To investigate this possibility, Experiment 2 sought to replicate the findings of Experiment 1 and assess whether answer justification also functions as an effective encoding strategy, improving retrieval of the same information after a longer delay. Participants underwent the same procedure as in Experiment 1 and then returned for a second experimental session two days later, during which they took a standard multiple-choice test on the same content.

3.1. Methods

3.1.1. Sample

Experiment 2 included 257 undergraduate students from the same university participant pool as Experiment 1. Prior to data collection, a sample size analysis was conducted using G*Power 3.1.9.7 (Faul et al., 2009) for an independent sample t-test, assuming 80% power and a medium effect size (d = 0.5, similar to the effect of answer justification on performance observed in Experiment 1), which suggested a sample size of 64 per group, or 128 participants in total. To ensure adequate power, we continued data collection until 132 participants had completed the second session, at which point we began our analysis.
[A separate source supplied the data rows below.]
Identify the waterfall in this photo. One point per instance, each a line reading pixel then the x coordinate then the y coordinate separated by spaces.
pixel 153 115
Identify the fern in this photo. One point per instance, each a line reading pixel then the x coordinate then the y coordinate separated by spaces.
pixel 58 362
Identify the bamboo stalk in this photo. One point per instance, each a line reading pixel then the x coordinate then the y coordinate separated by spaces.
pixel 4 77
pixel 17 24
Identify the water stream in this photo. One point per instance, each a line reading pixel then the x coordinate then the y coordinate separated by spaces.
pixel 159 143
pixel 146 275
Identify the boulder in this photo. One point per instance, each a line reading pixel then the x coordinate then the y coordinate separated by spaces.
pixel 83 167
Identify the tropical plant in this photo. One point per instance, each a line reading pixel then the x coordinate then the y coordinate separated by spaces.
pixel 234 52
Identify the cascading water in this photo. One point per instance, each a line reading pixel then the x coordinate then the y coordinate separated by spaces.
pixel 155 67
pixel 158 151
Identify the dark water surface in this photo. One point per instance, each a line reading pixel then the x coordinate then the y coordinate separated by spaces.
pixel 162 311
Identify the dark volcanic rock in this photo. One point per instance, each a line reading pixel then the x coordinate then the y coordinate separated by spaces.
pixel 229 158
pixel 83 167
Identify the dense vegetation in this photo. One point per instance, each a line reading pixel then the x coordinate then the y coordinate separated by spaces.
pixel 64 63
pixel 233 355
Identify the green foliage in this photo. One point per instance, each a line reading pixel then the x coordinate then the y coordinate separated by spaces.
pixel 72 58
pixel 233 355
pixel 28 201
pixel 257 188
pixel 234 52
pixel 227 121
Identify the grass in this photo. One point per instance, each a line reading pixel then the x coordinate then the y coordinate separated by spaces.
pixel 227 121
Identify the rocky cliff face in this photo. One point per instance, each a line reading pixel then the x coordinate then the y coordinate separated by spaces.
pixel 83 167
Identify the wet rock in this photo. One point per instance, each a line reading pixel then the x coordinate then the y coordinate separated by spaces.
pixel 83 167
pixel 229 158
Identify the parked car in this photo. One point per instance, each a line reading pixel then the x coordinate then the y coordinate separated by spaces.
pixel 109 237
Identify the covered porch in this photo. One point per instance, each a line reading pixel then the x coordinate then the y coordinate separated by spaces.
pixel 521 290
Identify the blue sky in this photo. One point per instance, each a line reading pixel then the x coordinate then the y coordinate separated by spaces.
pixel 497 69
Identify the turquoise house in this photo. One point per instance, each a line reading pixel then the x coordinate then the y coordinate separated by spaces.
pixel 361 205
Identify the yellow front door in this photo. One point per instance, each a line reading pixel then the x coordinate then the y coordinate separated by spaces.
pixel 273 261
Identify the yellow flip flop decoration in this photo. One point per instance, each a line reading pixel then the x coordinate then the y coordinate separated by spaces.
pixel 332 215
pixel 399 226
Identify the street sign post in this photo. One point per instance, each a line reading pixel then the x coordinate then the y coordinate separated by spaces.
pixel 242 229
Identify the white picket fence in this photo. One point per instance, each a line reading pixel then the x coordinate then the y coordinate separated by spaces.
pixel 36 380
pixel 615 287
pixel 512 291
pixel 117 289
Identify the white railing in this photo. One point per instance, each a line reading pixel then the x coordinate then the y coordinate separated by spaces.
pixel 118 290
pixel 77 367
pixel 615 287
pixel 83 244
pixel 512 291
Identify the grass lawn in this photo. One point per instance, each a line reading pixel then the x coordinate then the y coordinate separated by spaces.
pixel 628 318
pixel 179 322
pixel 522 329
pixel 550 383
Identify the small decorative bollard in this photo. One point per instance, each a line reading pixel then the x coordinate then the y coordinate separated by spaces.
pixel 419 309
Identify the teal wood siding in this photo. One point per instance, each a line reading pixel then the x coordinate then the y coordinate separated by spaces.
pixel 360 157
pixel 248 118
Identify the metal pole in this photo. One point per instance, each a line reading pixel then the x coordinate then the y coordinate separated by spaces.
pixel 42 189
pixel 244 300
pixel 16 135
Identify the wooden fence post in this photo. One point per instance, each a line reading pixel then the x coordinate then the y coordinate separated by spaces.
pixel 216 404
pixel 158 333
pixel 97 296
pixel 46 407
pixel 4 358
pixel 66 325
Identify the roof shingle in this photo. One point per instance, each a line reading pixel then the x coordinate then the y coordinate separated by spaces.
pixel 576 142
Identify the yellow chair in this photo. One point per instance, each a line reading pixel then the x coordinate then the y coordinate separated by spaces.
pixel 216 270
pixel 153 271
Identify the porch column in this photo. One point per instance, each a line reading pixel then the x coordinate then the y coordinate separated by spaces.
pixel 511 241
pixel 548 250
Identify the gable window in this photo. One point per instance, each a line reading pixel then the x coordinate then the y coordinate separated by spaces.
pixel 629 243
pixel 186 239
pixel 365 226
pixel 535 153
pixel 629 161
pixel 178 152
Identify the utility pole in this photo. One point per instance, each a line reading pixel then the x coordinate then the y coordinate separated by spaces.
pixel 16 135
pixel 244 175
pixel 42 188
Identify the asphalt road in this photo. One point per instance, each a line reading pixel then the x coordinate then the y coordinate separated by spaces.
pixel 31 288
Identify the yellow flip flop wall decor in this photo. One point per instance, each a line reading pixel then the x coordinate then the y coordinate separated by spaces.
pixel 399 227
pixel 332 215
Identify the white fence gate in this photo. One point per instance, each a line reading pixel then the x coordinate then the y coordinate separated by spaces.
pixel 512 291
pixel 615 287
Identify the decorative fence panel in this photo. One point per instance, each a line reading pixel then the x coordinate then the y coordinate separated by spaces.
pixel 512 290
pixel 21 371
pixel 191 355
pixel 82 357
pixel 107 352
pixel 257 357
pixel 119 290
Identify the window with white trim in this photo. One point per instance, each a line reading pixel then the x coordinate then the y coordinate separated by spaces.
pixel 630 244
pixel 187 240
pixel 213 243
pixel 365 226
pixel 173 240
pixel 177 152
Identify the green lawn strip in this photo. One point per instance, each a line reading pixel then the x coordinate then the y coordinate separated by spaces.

Participants were excluded if they provided impossible metacognitive judgments (for example, indicating they would answer four questions correctly on a topic with only three corresponding questions) in providing either global or topic-level judgments (n = 19), admitted to cheating (n = 13), or failed to complete the full procedure in Session 1 (n = 2). Due to the multi-day nature of the study, we experienced a significant dropout rate (53%) between the first and second sessions, resulting in a final sample size of 238 participants for Session 1 (n = 126 MC-only, 112 answer justification) and 112 participants for Session 2 (n = 57 MC-only, 55 answer justification).

3.1.2. Materials

The textbook chapter, test questions, and explanations of MC questions and answer justification were identical to Experiment 1. We modified the prediction and postdiction format. Instead of estimating the percentage of correct answers, participants were asked to predict the number of questions they expected to answer correctly (e.g., “The test you are about to take consists of 12 questions. How many questions do you think you will answer correctly?”). This adjustment aimed to make participants’ self-assessments clearer and more consistent.

3.1.3. Procedure

Experiment 2 consisted of two online sessions. The first session followed the same procedure as Experiment 1, including the learning phase, immediate test phase, and the predictive and postdictive judgments. The second session opened 48 h later, and participants had 12 h to complete the session. During this session, all participants completed a standard MC test. Participants also completed a final (postdictive) judgment at this time, but due to an unfortunate coding error, these data were uninterpretable and are thus not reported here. At the end of the second session, participants were asked the same questions as in Experiment 1 regarding the use of additional resources (e.g., Google, notes, friends) to ensure test integrity. Participants were also timed during the immediate test to examine how long MC-only and answer justification groups took to answer their respective question types (and provide a measure of learning efficiency).

3.2. Results

3.2.1. Test Performance

We first analyzed test performance across both the immediate and delayed tests using a 2 (group: MC-only, answer justification) × 2 (test timing: immediate, delayed) mixed ANOVA. The results showed a main effect of group, F(1, 110) = 4.70, p = 0.032, η_p² = 0.04, with the answer justification group (M = 67%, SE = 2) outperforming the MC-only group (M = 63%, SE = 2). There was no main effect of test timing, F(1,110) = 1.86, p = 0.175, η_p² = 0.02, and no interaction, F(1,110) = 3.50, p = 0.064, η_p² = 0.03. These results suggest that the benefits of answer justification persist over a delay.

We next examined participants’ performance in Session 1, which was analyzed using an independent-samples t-test. Consistent with Experiment 1, participants in the answer justification group (M = 67%, SD = 18) outperformed those in the MC-only group (M = 62%, SD = 17), t(236) = 2.38, p = 0.018, d = 0.31. These results successfully replicate the positive effect of answer justification on test performance.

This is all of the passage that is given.